About
Designer: Hans J. Wegner(ハンス・ウェグナー)
Manufacturer: Andreas Tuck(アンドレアス・ツック)
Year: 1960
Material: Rosewood / Teak, Steel
Size: 幅 200cm × 奥行き 90cm × 高さ 72cm
Story
ハンス・J・ウェグナーとアンドレアス・ツック社の協業は、1950年代から1960年代にかけてデンマーク・モダニズムの黄金期を築いた重要な関係でした。ウェグナーは熟練したキャビネットメーカーとして培った知識を活かし、素材への深い理解と職人技を融合させ、数々の傑作を生み出しました。その中でAT325デスク/テーブルは、彼のキャリアにおける転換点を示す作品として特別な存在です。
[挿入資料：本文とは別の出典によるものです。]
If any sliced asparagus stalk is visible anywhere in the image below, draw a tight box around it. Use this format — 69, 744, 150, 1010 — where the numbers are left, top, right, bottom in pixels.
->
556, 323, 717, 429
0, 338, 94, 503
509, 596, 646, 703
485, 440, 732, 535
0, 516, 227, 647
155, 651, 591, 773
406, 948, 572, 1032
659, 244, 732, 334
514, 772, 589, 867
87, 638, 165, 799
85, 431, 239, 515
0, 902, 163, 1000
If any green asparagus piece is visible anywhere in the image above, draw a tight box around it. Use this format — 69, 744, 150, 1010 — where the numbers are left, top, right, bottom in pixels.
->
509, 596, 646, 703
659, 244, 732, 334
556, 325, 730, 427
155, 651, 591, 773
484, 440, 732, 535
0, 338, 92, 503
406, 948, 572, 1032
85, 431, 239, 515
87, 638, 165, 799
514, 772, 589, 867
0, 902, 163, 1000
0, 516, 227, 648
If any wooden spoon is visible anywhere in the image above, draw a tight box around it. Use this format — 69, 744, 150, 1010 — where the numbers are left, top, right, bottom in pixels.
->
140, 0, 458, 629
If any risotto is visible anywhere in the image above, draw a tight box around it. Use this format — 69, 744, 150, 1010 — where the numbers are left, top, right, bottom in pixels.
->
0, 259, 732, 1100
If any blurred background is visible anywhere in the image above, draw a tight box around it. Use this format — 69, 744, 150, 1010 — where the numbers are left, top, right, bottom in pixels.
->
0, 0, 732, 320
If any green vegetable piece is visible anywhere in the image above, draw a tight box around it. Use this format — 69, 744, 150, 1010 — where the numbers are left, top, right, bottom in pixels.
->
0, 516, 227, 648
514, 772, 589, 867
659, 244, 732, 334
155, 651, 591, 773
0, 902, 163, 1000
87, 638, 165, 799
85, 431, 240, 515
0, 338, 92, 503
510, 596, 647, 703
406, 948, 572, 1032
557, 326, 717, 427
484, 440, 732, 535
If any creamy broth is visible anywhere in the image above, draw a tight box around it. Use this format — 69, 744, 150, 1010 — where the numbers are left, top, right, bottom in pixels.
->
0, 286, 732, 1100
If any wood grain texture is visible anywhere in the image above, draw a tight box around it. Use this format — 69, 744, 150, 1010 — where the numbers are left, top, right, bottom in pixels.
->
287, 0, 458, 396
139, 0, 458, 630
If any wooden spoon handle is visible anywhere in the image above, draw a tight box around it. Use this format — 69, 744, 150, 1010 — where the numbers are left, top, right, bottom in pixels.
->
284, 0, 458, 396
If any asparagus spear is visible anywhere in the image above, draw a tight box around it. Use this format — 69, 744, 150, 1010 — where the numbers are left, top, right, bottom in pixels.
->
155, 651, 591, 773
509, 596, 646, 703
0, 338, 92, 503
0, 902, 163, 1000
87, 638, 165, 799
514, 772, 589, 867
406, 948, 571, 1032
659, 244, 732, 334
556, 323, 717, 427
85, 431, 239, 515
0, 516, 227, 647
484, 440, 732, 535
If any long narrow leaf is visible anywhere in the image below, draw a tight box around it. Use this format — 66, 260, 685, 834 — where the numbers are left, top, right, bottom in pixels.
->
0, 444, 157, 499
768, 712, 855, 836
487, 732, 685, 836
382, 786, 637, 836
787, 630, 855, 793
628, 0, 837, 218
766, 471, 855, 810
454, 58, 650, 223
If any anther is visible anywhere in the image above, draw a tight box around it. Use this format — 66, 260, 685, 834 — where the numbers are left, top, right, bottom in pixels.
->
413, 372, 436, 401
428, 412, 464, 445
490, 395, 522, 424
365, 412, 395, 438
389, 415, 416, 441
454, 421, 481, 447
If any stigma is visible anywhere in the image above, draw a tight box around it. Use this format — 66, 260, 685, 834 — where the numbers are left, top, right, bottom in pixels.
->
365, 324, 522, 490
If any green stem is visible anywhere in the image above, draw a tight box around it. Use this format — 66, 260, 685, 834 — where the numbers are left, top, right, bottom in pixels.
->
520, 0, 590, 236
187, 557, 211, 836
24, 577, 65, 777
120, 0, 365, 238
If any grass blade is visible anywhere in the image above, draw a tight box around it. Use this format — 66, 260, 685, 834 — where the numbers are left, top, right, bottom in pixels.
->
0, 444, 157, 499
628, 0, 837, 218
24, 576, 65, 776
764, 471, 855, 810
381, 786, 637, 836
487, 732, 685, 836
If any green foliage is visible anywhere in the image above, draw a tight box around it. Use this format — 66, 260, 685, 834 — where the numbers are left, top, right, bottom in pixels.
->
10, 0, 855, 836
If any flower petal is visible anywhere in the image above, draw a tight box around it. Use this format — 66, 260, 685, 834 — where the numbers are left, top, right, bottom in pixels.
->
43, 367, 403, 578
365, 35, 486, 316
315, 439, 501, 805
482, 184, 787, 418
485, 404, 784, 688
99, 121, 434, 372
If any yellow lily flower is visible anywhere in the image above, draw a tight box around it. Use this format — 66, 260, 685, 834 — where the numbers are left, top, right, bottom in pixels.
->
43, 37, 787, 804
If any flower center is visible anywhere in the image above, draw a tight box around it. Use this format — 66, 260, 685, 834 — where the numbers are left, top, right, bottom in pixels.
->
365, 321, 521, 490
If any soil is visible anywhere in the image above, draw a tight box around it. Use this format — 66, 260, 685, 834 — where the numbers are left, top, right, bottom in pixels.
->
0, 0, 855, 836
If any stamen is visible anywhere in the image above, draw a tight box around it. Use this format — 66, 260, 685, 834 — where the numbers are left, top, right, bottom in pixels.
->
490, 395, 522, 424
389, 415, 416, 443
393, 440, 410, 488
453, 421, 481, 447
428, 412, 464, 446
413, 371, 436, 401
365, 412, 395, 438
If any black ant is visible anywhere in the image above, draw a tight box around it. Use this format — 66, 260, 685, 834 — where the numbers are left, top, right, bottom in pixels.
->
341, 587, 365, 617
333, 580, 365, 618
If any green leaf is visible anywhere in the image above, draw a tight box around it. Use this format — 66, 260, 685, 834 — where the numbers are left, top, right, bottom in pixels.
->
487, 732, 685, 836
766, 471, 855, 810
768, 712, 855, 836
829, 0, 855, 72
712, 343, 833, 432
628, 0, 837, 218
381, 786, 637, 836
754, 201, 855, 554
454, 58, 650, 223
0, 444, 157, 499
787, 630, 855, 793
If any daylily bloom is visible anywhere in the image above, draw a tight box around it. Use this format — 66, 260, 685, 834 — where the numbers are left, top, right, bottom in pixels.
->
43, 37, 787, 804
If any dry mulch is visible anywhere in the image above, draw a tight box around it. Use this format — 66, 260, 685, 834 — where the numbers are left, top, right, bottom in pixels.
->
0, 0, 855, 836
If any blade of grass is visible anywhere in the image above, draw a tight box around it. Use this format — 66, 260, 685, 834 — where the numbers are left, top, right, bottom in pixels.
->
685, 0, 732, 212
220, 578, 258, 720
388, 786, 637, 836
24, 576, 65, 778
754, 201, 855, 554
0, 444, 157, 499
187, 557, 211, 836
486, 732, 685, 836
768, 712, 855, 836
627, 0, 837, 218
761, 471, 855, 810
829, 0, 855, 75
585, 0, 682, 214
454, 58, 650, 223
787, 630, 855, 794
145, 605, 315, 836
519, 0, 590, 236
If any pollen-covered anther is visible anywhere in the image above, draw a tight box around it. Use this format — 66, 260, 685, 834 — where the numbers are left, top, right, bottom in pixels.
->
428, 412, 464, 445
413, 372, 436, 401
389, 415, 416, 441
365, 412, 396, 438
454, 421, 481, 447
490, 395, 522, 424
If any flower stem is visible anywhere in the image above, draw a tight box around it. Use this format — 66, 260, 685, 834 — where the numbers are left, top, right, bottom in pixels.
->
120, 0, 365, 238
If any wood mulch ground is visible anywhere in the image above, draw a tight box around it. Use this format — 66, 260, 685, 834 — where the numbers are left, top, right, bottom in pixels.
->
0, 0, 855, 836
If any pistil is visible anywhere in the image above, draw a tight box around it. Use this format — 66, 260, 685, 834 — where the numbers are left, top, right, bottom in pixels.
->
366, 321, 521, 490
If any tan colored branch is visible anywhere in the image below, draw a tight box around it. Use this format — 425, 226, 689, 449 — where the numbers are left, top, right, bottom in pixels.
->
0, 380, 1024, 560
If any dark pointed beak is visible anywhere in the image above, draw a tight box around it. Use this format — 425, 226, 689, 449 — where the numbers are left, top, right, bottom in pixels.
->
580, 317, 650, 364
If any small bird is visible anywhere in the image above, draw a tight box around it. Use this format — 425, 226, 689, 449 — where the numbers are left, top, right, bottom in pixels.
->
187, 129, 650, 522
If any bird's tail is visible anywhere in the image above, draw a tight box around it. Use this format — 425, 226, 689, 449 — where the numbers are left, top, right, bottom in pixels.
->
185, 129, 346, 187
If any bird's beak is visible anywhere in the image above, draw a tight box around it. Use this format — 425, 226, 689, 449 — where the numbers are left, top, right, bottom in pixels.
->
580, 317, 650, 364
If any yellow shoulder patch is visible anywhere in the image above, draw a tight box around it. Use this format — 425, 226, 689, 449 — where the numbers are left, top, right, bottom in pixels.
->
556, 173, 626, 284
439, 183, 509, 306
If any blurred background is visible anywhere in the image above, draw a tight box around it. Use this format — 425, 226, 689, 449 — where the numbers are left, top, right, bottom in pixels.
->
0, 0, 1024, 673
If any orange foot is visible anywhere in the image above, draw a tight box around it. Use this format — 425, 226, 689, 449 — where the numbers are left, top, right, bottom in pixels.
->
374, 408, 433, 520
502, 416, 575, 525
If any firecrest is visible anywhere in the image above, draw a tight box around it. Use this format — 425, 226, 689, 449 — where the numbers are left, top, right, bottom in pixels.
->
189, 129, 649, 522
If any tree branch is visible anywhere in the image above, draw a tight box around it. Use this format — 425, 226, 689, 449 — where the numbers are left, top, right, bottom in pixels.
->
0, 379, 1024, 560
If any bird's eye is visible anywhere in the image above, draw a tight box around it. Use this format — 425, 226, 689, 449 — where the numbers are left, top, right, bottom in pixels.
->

このモデルは、従来の木材主体のデザインから一歩進み、スチールと木材という異なる素材を融合させた点に大きな特徴があります。天板にはローズウッドまたはチークが使用され、豊かな木目と色調が視覚的な温かみをもたらします。一方、脚部にはスチールが採用され、シャープで軽快な印象を与えています。金属と木材のコントラストは、ウェグナーが伝統に留まらず国際的なデザイン潮流を取り入れていたことを物語っています。
AT325は引き出しを備えた実用的なワークデスクでありながら、全方位から美しく見える自立型の造形が採用されている点も特徴です。壁際に置くだけでなく空間の中心に配置できる設計は、家具を機能と美の双方で楽しむというウェグナーの思想を体現しています。引き出しの真鍮製の鍵穴や、脚部のサボ(木部のカバー)など細部の仕上げにもこだわりが見られます。
このデスクは1960年代に製造され、デンマーク・モダニズムが国際的に最も注目を集めた時期と重なります。アンドレアス・ツック社の閉鎖(1972年)により生産が途絶えたため、現存数は極めて限られています。そのため、今日のヴィンテージ市場において非常に高い評価と希少価値を持ち、ローズウッド仕様のモデルは特に収集家の間で垂涎の的となっています。
AT325デスクは、ウェグナーの創作活動における挑戦と進化を象徴する作品であり、デザイン史における重要な位置を占めています。その存在は、単なる執務用家具を超えた、建築的かつ彫刻的な芸術作品としても鑑賞に値します。